Royal New Ground
- Interactive map of Royal New Ground
- Location: Brighton, Sussex
- Home club: Brighton Cricket Club
- County club: Sussex
- Establishment: July 1814
- Last used: September 1847

= Royal New Ground =

Cricket venue in Brighton, England

The Royal New Ground, also known as "Box's Ground", in Brighton, Sussex was a venue for cricket matches from 1814 to 1847. Originally called "Brown's Ground" in the 18th century, it was located where Park Crescent, Brighton now stands.

The ground was the home of Brighton Cricket Club and became the county ground of Sussex CCC when this was formed in 1839. A total of 49 important matches were played there until September 1847. From 1848 to 1871, Sussex CCC used the Royal Brunswick Ground in Hove, also known as C H Gausden's Ground, and since 1872, the club has been based at the County Cricket Ground, Hove, its present home.

==Cricket history==
Apart from important matches, the ground hosted a number of other matches. In 1845, the ground hosted two matches in benefit of fast-bowler George Brown. The first was a match between Sussex and an All England team, which was won by the All England team. The second match was a Gentlemen v Players match which was heavily interrupted by rain, meaning only 85 runs were scored on the opening day's play. In 1846, a match took place between the Zingari Club and the officers of the 12th Lancers regiment, which included Thomas Box, John Wisden and James Hodson. Box top scored in the officer's first innings, scoring 44 of the 110 runs.
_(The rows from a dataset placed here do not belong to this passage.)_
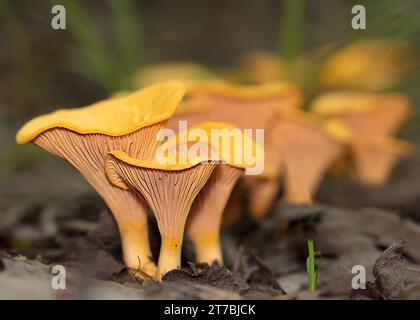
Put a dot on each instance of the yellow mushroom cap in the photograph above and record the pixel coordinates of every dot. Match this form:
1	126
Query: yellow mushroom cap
222	137
112	117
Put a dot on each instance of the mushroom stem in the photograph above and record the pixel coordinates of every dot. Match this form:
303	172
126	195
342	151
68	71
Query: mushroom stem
169	256
208	248
136	249
169	191
205	219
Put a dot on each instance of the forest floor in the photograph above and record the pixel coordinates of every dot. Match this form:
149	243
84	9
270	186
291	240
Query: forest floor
49	216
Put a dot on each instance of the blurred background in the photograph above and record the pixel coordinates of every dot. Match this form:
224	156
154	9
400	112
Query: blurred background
107	42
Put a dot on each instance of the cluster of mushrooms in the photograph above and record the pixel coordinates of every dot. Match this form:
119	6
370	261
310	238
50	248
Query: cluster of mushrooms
113	144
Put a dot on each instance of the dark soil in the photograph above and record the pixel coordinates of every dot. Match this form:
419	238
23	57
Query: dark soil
263	259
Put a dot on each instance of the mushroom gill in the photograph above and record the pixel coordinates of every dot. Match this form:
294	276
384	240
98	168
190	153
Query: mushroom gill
309	146
169	189
83	137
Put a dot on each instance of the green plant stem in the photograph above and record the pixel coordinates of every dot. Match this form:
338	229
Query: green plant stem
291	33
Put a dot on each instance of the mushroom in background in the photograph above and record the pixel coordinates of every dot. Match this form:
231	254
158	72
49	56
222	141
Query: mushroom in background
369	116
367	65
253	107
168	188
84	136
374	160
308	146
372	119
259	66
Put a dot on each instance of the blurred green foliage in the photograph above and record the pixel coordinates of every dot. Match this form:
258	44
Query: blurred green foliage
112	69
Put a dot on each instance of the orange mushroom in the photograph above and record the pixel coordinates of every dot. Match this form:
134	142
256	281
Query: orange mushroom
253	107
368	116
374	160
205	219
372	64
169	188
308	146
84	136
372	119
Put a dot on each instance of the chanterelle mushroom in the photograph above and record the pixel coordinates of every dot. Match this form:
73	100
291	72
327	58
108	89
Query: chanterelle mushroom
248	107
374	160
84	136
368	116
372	119
204	221
308	146
372	64
169	189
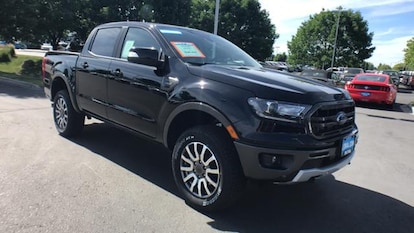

In 1861, the ground hosted a single day match between Southdown and Brighton College, which ended with Southdown scoring 509/5.

The last recorded match at Box's Ground was played in 1864 between Brighton Cricket Club and Eashing Park Cricket Club in 1864. Brighton won the match by 30 runs.

==Other history==
In 1860, Box's Ground hosted a United States Circus containing the largest equestrian company in the world at the time.